The Law on Technology Transfer No. 80/2006/QH11 (the “2006 LOTT”) was issued on 29 November 2006 when Vietnam was preparing for its accession to the WTO. During it’s more than 10 years of implementation, the 2006 LOTT contributed an important role in promoting innovation activities and technology transfers, applying advantages of science and technology in product manufacturing as well as frequently providing improvements in the lives of the people. However, with rapid developments in technology, especially in information technology, along with changes in the economy and society, the 2006 LOTT has shown certain shortcomings, and become, to some extent, no longer suitable or sufficient for governing issues in the field. There have also been changes in related laws, such as 2009 Law on Intellectual Property, 2013 Law on Science and Technology; 2014 Law on Investment; 2014 Law on Corporate Income Tax; 2015 Law on Statistics, etc., that have caused much of  the 2006 LOTT to be inconsistent.
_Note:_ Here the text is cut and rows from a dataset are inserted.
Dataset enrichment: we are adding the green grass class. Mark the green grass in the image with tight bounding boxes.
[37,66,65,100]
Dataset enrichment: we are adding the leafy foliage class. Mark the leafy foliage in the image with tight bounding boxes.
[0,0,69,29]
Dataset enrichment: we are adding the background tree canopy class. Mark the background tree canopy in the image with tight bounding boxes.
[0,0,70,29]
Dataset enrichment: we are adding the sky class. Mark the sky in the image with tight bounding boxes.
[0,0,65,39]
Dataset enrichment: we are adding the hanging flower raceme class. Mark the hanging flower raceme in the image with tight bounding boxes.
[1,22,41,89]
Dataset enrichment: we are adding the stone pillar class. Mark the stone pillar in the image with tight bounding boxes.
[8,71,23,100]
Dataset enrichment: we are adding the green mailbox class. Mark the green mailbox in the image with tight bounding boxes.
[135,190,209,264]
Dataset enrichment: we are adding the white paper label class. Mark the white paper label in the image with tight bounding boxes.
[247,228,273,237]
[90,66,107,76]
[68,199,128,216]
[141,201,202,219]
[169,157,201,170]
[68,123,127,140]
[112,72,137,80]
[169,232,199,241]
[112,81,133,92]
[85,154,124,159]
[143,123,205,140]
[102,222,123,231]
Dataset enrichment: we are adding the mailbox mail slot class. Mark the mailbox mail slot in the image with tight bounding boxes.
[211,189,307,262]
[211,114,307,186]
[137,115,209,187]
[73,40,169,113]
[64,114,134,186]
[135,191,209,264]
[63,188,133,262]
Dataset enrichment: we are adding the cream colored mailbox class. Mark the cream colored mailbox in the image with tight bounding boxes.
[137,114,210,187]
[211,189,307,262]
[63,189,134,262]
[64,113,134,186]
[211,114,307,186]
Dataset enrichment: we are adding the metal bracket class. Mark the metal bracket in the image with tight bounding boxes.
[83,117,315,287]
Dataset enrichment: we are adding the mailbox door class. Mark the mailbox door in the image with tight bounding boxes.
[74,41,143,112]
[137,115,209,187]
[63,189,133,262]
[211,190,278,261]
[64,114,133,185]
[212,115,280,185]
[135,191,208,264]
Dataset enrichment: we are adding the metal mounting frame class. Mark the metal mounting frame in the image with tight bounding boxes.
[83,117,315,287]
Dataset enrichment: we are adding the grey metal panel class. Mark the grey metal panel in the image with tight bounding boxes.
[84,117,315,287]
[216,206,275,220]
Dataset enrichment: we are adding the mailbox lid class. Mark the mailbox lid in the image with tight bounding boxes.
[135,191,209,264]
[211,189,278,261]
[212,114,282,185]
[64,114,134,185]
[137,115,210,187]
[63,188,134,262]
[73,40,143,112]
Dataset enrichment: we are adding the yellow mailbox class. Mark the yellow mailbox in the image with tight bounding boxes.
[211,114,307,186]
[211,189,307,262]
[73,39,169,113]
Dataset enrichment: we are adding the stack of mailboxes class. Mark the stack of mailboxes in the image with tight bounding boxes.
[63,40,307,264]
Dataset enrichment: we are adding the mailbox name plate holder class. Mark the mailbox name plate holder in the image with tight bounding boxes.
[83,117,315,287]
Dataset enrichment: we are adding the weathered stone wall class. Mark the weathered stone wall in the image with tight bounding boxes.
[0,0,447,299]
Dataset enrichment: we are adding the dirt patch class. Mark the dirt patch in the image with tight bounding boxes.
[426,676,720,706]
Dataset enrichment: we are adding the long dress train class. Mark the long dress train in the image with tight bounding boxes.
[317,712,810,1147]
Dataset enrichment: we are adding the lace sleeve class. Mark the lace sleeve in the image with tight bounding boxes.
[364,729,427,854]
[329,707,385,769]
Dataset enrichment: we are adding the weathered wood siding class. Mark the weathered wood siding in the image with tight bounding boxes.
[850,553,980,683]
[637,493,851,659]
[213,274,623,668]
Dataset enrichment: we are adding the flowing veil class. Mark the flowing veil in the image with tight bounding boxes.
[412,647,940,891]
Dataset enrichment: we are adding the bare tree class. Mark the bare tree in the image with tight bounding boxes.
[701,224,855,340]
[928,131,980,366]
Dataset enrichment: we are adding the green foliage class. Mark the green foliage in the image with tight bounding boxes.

On 19 June 2017, the Government has issued the Law on Technology Transfer No. 07/2017/QH14 (the “2017 LOTT”), which will supersede the 2006 LOTT from 1 July 2018 – the effective date of the 2017 LOTT. Some important contents of the 2017 LOTT are summarized below.

The 2017 LOTT provides for the following forms of technology transfer (i) independent technology transfer; (ii) sections on technology transfer of: investment project; capital contribution by technology value; franchise; transfer of IPRs; purchase of machines in case of know-how transfer; and (iii) other technology transfer forms as regulated by the prevailing laws, wherein the technology transfer as capital contribution is a new form of technology transfer.

A technology transfer agreement relating to the technology transfer form is required to be registered with the competent authority, except for the case of technology being subject to the limited transfer which has already been granted a technology transfer certificate, in case of technology transfer from abroad to Vietnam or from Vietnam to abroad, or domestic technology transfer using the State budget or State capital, except for instances wherein the certificate of registration of results of implementation of science and technology duties have been obtained.

Regarding the transfer of technology in investment projects, the 2006 LOTT provides regulations for controlling technologies being subject to limited transfer only, and therefore is insufficient for control and prevention of the importation of backward technologies which may cause adverse impact on the environment.  Accordingly, the 2017 LOTT requires the approval of investment projects using transferred technologies which are using public investment capital; are subjects of limited transfer; or have the risk of causing damage to the environment. In addition, for the case of an investment project using the State budget, the value of technology used as capital contribution in such investment projects shall be evaluated in accordance with the prevailing laws and regulations.

Under the 2017 LOTT, the parties to a technology transfer agreement have the right to agree on the price of technology transfer. However, the 2017 LOTT requires that the price of transferred technology be audited and implemented in accordance with the tax laws in the cases of technology transfer between parties in which: (i) one or more parties have State capital; (ii) parties having the parent – subsidiary relationship; and (iii) parties having affiliate relationship under the tax laws and regulations.